60 ans d’embargo américain contre Cuba : cinq choses à savoir

Décrété en février 1962 et toujours en vigueur: l’embargo américain contre Cuba, l’un des plus longs régimes au monde de sanctions unilatérales, empoisonne depuis 60 ans les relations diplomatiques entre les deux pays.

 

Par Katell ABIVEN AFP

 

 

Voici cinq choses à savoir sur ce système de sanctions:

1 – L’objectif: changer le régime

L’ordre exécutif présidentiel 3447, signé le 3 février 1962 par le président John Fitzgerald Kennedy, décrète un « embargo sur tout commerce avec Cuba ». La veille de son entrée en vigueur le 7, il commande 1.200 cigares cubains pour son usage personnel… un bien depuis interdit aux citoyens américains.

Avec le temps, « le but officiel (de l’embargo) a évolué », note John Kavulich, président du Conseil économique cubano-américain. « De manière générale, le but non-officiel a été d’obtenir un changement de régime, et publiquement d’obtenir un changement d’attitude du régime ».

Ces dernières années, le gouvernement américain a justifié son embargo autour de deux questions: les droits de l’homme et le soutien de La Havane au gouvernement de Nicolas Maduro au Venezuela. Sans obtenir de concessions cubaines sur ces points.

 

2 – Renforcé au fil des ans…

« Non seulement la justification a évolué, mais aussi le type d’actions » mis en oeuvre, souligne Alina Lopez Hernandez, chercheuse et éditorialiste du média en ligne La Joven Cuba.

« Tant que (l’embargo) était bilatéral, c’était plus facile pour Cuba », c’était d’ailleurs un sujet « à peine mentionné dans les trois premières décennies de la révolution » par le gouvernement cubain, alors soutenu par le grand frère soviétique.

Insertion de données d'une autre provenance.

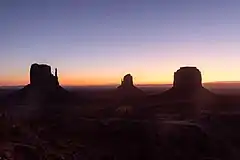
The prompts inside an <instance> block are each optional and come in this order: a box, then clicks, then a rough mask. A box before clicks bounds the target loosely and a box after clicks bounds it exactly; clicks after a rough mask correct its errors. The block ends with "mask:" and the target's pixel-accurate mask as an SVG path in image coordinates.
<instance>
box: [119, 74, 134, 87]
mask: <svg viewBox="0 0 240 160" xmlns="http://www.w3.org/2000/svg"><path fill="white" fill-rule="evenodd" d="M132 87H134V85H133V77H132V76H131V74H127V75H125V76H124V77H123V80H122V82H121V85H120V86H119V87H118V88H132Z"/></svg>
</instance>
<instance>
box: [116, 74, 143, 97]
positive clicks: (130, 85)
mask: <svg viewBox="0 0 240 160" xmlns="http://www.w3.org/2000/svg"><path fill="white" fill-rule="evenodd" d="M117 91H118V94H119V95H120V96H127V97H131V96H140V95H144V92H143V91H142V90H140V89H139V88H137V87H136V86H134V83H133V77H132V75H131V74H127V75H125V76H124V77H123V79H122V80H121V85H119V86H118V87H117Z"/></svg>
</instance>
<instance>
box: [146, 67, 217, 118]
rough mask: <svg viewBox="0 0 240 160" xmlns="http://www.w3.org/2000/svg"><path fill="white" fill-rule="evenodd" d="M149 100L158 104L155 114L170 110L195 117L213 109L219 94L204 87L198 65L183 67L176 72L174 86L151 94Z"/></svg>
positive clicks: (171, 110) (170, 110)
mask: <svg viewBox="0 0 240 160" xmlns="http://www.w3.org/2000/svg"><path fill="white" fill-rule="evenodd" d="M148 102H149V103H150V104H152V105H154V106H156V107H155V110H154V111H153V112H155V113H153V114H156V113H161V112H164V111H168V112H174V113H182V114H183V115H185V116H187V117H192V118H193V117H196V116H197V115H196V114H200V112H201V111H203V110H205V109H213V108H214V107H215V104H216V103H217V96H216V95H215V94H214V93H212V92H210V91H209V90H208V89H206V88H204V87H203V85H202V76H201V72H200V71H199V70H198V69H197V68H196V67H181V68H180V69H178V70H177V71H176V72H175V73H174V80H173V86H172V88H170V89H169V90H167V91H165V92H163V93H161V94H156V95H153V96H150V97H149V100H148Z"/></svg>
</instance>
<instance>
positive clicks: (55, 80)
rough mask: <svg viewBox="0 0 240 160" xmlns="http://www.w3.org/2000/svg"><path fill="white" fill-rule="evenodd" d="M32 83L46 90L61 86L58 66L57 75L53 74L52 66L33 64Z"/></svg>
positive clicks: (31, 73)
mask: <svg viewBox="0 0 240 160" xmlns="http://www.w3.org/2000/svg"><path fill="white" fill-rule="evenodd" d="M30 85H31V86H34V87H37V88H38V89H44V90H47V89H48V90H49V89H53V88H56V87H59V82H58V75H57V68H56V69H55V75H53V74H52V73H51V67H50V66H48V65H46V64H36V63H35V64H32V66H31V68H30Z"/></svg>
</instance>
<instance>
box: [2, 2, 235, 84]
mask: <svg viewBox="0 0 240 160" xmlns="http://www.w3.org/2000/svg"><path fill="white" fill-rule="evenodd" d="M0 24H1V25H0V65H1V70H0V85H22V84H27V83H28V82H29V75H28V74H29V68H30V65H31V64H32V63H34V62H37V63H47V64H49V65H51V66H52V67H53V68H52V69H54V68H55V67H57V68H58V71H59V77H60V83H61V84H63V85H99V84H117V83H120V80H121V78H122V77H123V76H124V75H125V74H127V73H131V74H132V75H133V77H134V80H135V83H137V84H144V83H147V84H151V83H154V84H156V83H172V81H173V73H174V71H176V70H177V69H178V68H179V67H181V66H196V67H198V68H199V69H200V70H201V72H202V75H203V81H204V82H211V81H240V63H239V62H240V1H238V0H22V1H19V0H1V1H0Z"/></svg>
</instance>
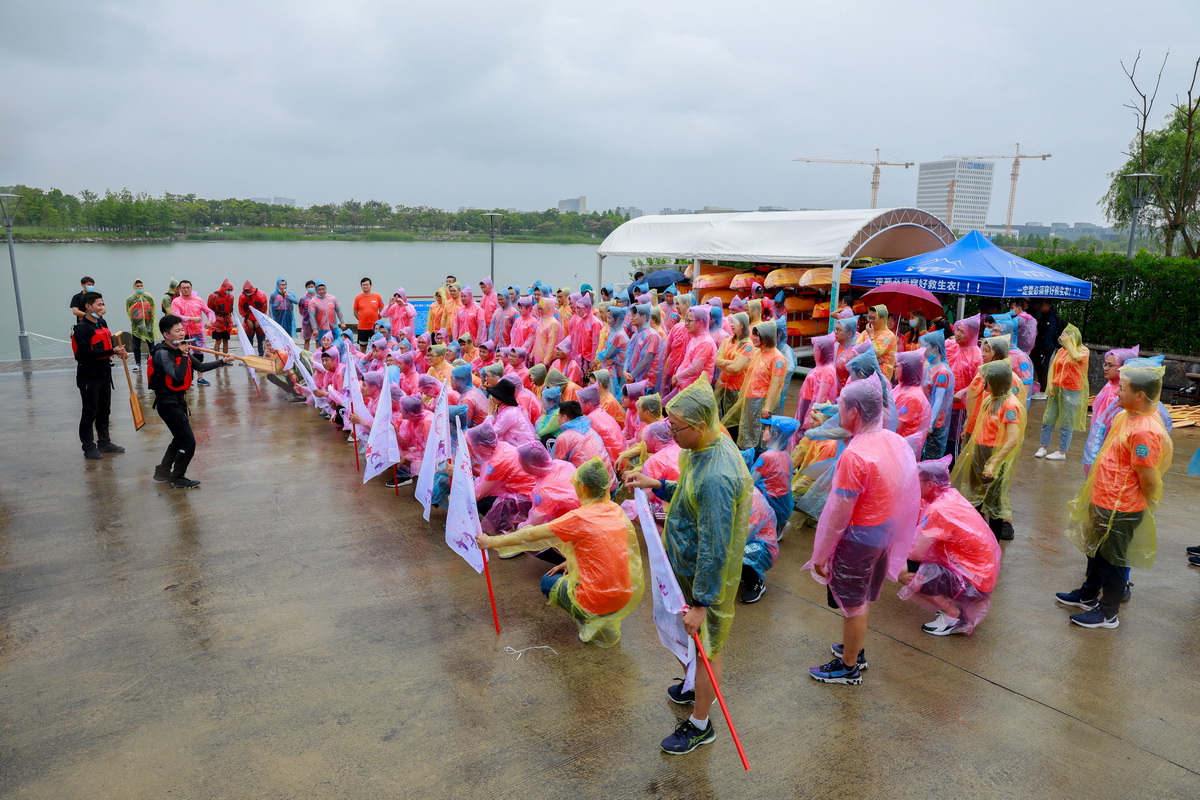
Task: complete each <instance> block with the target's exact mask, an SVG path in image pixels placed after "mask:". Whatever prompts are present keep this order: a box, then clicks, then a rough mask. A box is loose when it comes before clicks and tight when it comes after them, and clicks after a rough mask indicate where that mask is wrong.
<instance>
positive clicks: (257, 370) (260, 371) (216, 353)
mask: <svg viewBox="0 0 1200 800" xmlns="http://www.w3.org/2000/svg"><path fill="white" fill-rule="evenodd" d="M188 349H191V350H196V351H197V353H211V354H212V355H218V356H221V357H222V359H224V357H229V359H234V360H236V361H241V362H242V363H244V365H246V366H247V367H250V368H251V369H253V371H254V372H265V373H270V374H272V375H277V374H280V362H278V360H277V359H271V357H270V356H265V355H236V354H234V353H221V351H220V350H210V349H208V348H200V347H196V345H194V344H190V345H188Z"/></svg>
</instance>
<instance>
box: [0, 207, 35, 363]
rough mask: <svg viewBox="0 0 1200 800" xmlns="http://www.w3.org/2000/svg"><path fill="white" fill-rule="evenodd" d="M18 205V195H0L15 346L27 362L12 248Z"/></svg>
mask: <svg viewBox="0 0 1200 800" xmlns="http://www.w3.org/2000/svg"><path fill="white" fill-rule="evenodd" d="M18 205H20V196H19V194H0V222H2V223H4V229H5V234H6V235H7V237H8V263H10V264H12V289H13V296H14V297H16V300H17V326H18V327H19V329H20V333H18V335H17V344H18V345H20V360H22V361H29V360H31V359H32V357H34V356H32V355H31V354H30V351H29V333H26V332H25V312H24V311H23V309H22V307H20V283H19V282H18V281H17V254H16V253H14V252H13V248H12V223H13V219H16V218H17V206H18Z"/></svg>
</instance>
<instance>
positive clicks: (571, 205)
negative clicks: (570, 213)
mask: <svg viewBox="0 0 1200 800" xmlns="http://www.w3.org/2000/svg"><path fill="white" fill-rule="evenodd" d="M558 212H559V213H587V212H588V198H587V197H584V196H581V197H569V198H566V199H565V200H559V201H558Z"/></svg>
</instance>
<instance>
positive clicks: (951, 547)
mask: <svg viewBox="0 0 1200 800" xmlns="http://www.w3.org/2000/svg"><path fill="white" fill-rule="evenodd" d="M949 464H950V457H949V456H947V457H944V458H942V459H938V461H926V462H922V463H920V464H918V465H917V469H918V471H919V474H920V488H922V500H923V505H922V510H920V524H919V528H918V530H917V540H916V542H914V543H913V549H912V553H911V554H910V558H912V559H913V560H916V561H920V569H918V570H917V572H916V575H913V577H912V579H911V581H910V582H908V583H907V584H906V585H905V587H904V588H902V589H901V590H900V595H899V596H900V599H901V600H911V601H913V602H914V603H917V604H918V606H922V607H923V608H928V609H929V610H934V612H938V610H940V612H944V613H946V614H947V615H948V616H952V618H954V619H956V620H959V621H958V625H955V630H956V631H958V632H961V633H966V634H970V633H971V632H972V631H974V628H976V626H977V625H979V622H982V621H983V619H984V618H985V616H986V615H988V609H989V608H990V607H991V593H992V589H995V587H996V579H997V578H998V577H1000V563H1001V558H1002V553H1001V549H1000V543H998V542H997V541H996V536H995V535H994V534H992V531H991V528H989V527H988V522H986V521H985V519H984V518H983V517H980V516H979V512H978V511H976V510H974V507H973V506H972V505H971V504H970V503H967V500H966V498H964V497H962V495H961V494H959V493H958V492H956V491H954V489H953V488H950V473H949Z"/></svg>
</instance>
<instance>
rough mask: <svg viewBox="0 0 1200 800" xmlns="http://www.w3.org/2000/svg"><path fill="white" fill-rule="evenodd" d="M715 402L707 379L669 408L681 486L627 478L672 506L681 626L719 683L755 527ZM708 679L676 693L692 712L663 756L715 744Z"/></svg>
mask: <svg viewBox="0 0 1200 800" xmlns="http://www.w3.org/2000/svg"><path fill="white" fill-rule="evenodd" d="M716 415H718V409H716V397H715V396H714V395H713V387H712V386H710V385H709V383H708V381H707V380H704V379H697V380H696V381H695V383H692V384H691V385H690V386H688V387H686V389H684V390H683V391H680V392H679V393H678V395H677V396H676V397H674V399H672V401H671V403H670V404H668V405H667V419H668V420H670V423H671V432H672V435H674V439H676V441H677V443H678V444H679V446H680V447H683V450H684V452H683V453H682V455H680V456H679V480H678V481H661V480H656V479H653V477H649V476H648V475H643V474H641V473H626V474H625V486H626V487H628V488H630V489H635V488H642V489H653V491H654V493H655V494H658V495H659V498H660V499H662V500H666V501H668V503H670V504H671V510H670V511H668V512H667V521H666V530H665V537H666V551H667V557H668V559H670V561H671V567H672V570H673V571H674V575H676V578H677V579H678V582H679V588H680V589H682V590H683V594H684V597H685V600H686V601H688V606H689V609H688V612H686V613H685V614H684V618H683V624H684V628H685V630H686V631H688V634H689V636H692V634H696V633H698V634H700V637H701V642H702V644H703V646H704V652H706V654H707V655H708V658H709V661H710V663H712V668H713V678H714V679H715V681H716V682H719V681H720V675H721V657H720V654H721V649H722V648H724V646H725V642H726V639H727V638H728V636H730V630H731V628H732V626H733V612H734V604H736V601H737V590H738V585H739V584H740V582H742V555H743V552H744V551H745V543H746V533H748V530H749V527H750V509H751V503H752V491H754V485H752V482H751V480H750V471H749V470H748V469H746V465H745V462H744V461H743V458H742V453H740V452H739V451H738V449H737V446H736V445H734V444H733V441H732V440H731V439H730V438H728V437H727V435H726V434H724V433H722V432H721V428H720V425H719V423H718V419H716ZM713 684H714V681H713V680H709V678H708V674H707V672H700V673H698V674H697V675H696V688H695V691H684V690H683V687H682V685H680V686H671V687H670V688H668V690H667V696H668V697H670V699H671V700H672V702H674V703H679V704H688V703H692V704H695V710H694V711H692V716H691V717H690V718H688V720H684V721H683V722H680V723H679V724H678V726H677V727H676V730H674V733H672V734H671V735H670V736H667V738H666V739H664V740H662V750H664V752H667V753H671V754H683V753H690V752H691V751H694V750H696V747H698V746H701V745H708V744H712V742H713V741H714V740H715V738H716V734H715V732H714V730H713V726H712V723H710V721H709V718H708V712H709V709H710V708H712V705H713V703H714V702H715V700H716V690H715V687H714V685H713Z"/></svg>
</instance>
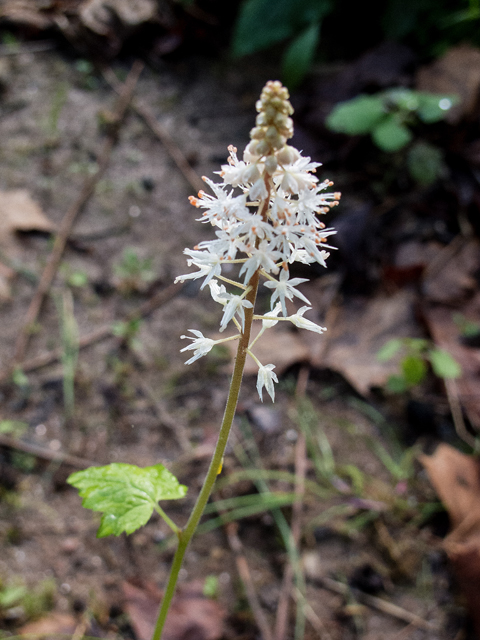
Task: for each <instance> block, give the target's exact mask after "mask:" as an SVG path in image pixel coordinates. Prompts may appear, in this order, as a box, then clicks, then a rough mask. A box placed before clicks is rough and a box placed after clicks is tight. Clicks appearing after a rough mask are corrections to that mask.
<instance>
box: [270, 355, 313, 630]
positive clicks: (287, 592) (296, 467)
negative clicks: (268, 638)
mask: <svg viewBox="0 0 480 640" xmlns="http://www.w3.org/2000/svg"><path fill="white" fill-rule="evenodd" d="M309 373H310V370H309V367H308V366H304V367H302V368H301V369H300V373H299V376H298V380H297V388H296V397H297V399H298V398H302V397H304V396H305V393H306V389H307V383H308V377H309ZM306 472H307V444H306V440H305V435H304V433H303V432H300V433H299V434H298V439H297V444H296V447H295V493H296V495H297V497H298V499H297V500H295V502H294V503H293V505H292V526H291V535H292V544H293V545H294V546H295V547H297V548H298V544H299V542H300V535H301V517H302V508H303V503H302V498H303V494H304V492H305V476H306ZM298 570H300V568H298ZM294 573H295V572H294V567H293V565H292V563H291V562H289V563H288V565H287V566H286V568H285V573H284V574H283V581H282V590H281V591H280V597H279V599H278V605H277V619H276V621H275V640H284V639H285V638H286V636H287V629H288V614H289V601H290V595H291V593H292V583H293V577H294ZM297 606H302V603H301V602H297Z"/></svg>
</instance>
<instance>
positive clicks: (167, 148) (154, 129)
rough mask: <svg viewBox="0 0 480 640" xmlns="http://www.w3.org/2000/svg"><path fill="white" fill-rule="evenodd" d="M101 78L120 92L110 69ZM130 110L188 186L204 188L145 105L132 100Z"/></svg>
mask: <svg viewBox="0 0 480 640" xmlns="http://www.w3.org/2000/svg"><path fill="white" fill-rule="evenodd" d="M102 73H103V77H104V78H105V80H106V81H107V82H108V84H109V85H110V86H111V87H112V89H113V90H114V91H117V92H118V91H120V87H121V85H120V83H119V82H118V80H117V77H116V75H115V74H114V73H113V71H112V70H111V69H104V70H103V72H102ZM131 108H132V109H133V110H134V111H135V112H136V113H137V114H138V115H139V116H140V117H141V118H143V120H144V121H145V123H146V124H147V125H148V126H149V127H150V129H151V130H152V131H153V133H154V134H155V135H156V136H157V138H158V139H159V140H160V142H161V143H162V144H163V146H164V147H165V149H166V150H167V152H168V153H169V155H170V157H171V158H172V160H173V161H174V162H175V164H176V165H177V167H178V169H179V170H180V171H181V173H182V174H183V177H184V178H185V180H186V181H187V182H188V183H189V184H190V186H191V187H192V189H194V191H200V190H201V189H203V188H204V187H205V185H204V183H203V181H202V180H201V178H200V177H199V176H198V175H197V173H196V172H195V171H194V170H193V169H192V167H191V166H190V163H189V162H188V160H187V159H186V157H185V155H184V154H183V152H182V151H181V149H180V147H179V146H178V145H177V144H176V142H175V141H174V139H173V138H172V137H171V135H170V134H169V133H168V131H167V130H166V129H165V128H164V127H163V126H162V125H161V124H160V123H159V122H158V120H157V119H156V118H155V116H154V115H153V114H152V113H151V112H150V111H149V109H148V108H147V107H145V105H142V104H140V103H139V102H138V100H132V103H131Z"/></svg>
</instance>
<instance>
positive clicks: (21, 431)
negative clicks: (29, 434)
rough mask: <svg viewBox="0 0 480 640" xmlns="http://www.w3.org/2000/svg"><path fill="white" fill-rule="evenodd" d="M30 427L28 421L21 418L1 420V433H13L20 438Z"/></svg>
mask: <svg viewBox="0 0 480 640" xmlns="http://www.w3.org/2000/svg"><path fill="white" fill-rule="evenodd" d="M27 429H28V424H27V423H26V422H20V421H19V420H0V433H4V434H7V435H9V434H12V435H13V436H15V437H17V438H19V437H20V436H22V435H23V434H24V433H25V431H26V430H27Z"/></svg>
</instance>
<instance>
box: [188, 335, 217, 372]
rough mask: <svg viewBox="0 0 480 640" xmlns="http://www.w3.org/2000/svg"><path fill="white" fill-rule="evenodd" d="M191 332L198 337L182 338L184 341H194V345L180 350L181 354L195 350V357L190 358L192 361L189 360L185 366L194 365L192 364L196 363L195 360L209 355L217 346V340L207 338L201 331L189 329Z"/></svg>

Mais depuis les lois Torricelli (1992) et Helms-Burton (1996) les entreprises et banques étrangères opérant avec Cuba risquent de lourdes sanctions.

Selon Alina Lopez, « avec ces deux lois, (l’embargo) a perdu son caractère bilatéral, il s’est externalisé et est devenu un blocus », le terme employé par le gouvernement cubain qui estime les dommages accumulés pour son économie à 150 milliards de dollars à prix courants.

Depuis 2000, les aliments sont exemptés d’embargo mais Cuba doit les payer comptants.

 

3 – … mais condamné chaque année à l’ONU

Depuis 1992, chaque année Cuba présente une motion condamnant l’embargo. Si, la première fois, seuls 59 pays ont voté pour, le soutien a ensuite grimpé. Désormais la quasi-totalité votent en sa faveur.

Seuls les Etats-Unis et Israël ont toujours voté contre, sauf en 2016, lors du bref réchauffement diplomatique sous Barack Obama.

La loi Helms-Burton « visait à créer un embargo international contre Cuba », explique Ric Herrero, directeur du Groupe d’études sur Cuba, qui prône l’ouverture entre Washington et La Havane. Le vote de l’ONU montre à quel point cela a été « un échec retentissant ».

 

4 – Un casse-tête pour le lever

« La politique envers Cuba a été dictée par la politique interne (américaine) depuis la fin de la Guerre froide », précise Ric Herrero. Traditionnellement, le poids électoral de la Floride – Etat susceptible de faire basculer les élections et avec une forte diaspora cubaine – a empêché toute détente.

Mais actuellement, « il n’y a aucune chance que les démocrates gagnent la Floride », assure M. Herrero. « La pression interne vient entièrement du sénateur Bob Menendez, car le Sénat est divisé à 50-50, donc il faut son vote pour passer l’agenda législatif. Pour le satisfaire, l’administration (Biden) l’a suivi sur Cuba ».

Et si même Obama, qui avait assoupli certaines sanctions, n’a pas réussi à le lever, c’est aussi un héritage de la loi Helms-Burton: elle interdit à tout président d’en changer les normes ou de le supprimer par décret, une prérogative réservée aux membres du Congrès.

 

5 – L’autre embargo, interne

A Cuba, on l’appelle le « bloqueo interno » : « la bureaucratie, la centralisation excessive, le manque d’incitations pour les producteurs », résume l’économiste Omar Everleny Pérez. « Economiquement, le blocus (américain) est l’une des causes de la situation à Cuba, mais pas la seule ».

Faute d’une production locale, notamment agricole, suffisante, l’île importe 80% de ce qu’elle consomme. Quant à l’ouverture au secteur privé, elle est arrivée tardivement et affronte encore des obstacles administratifs.

Pour Alina Pérez, « les politiques internes pèsent plus sur la situation de Cuba que le blocus, car le renforcement de l’embargo date des années 1990 mais les mauvaises politiques sont historiques, elles remontent aux années 1960 ».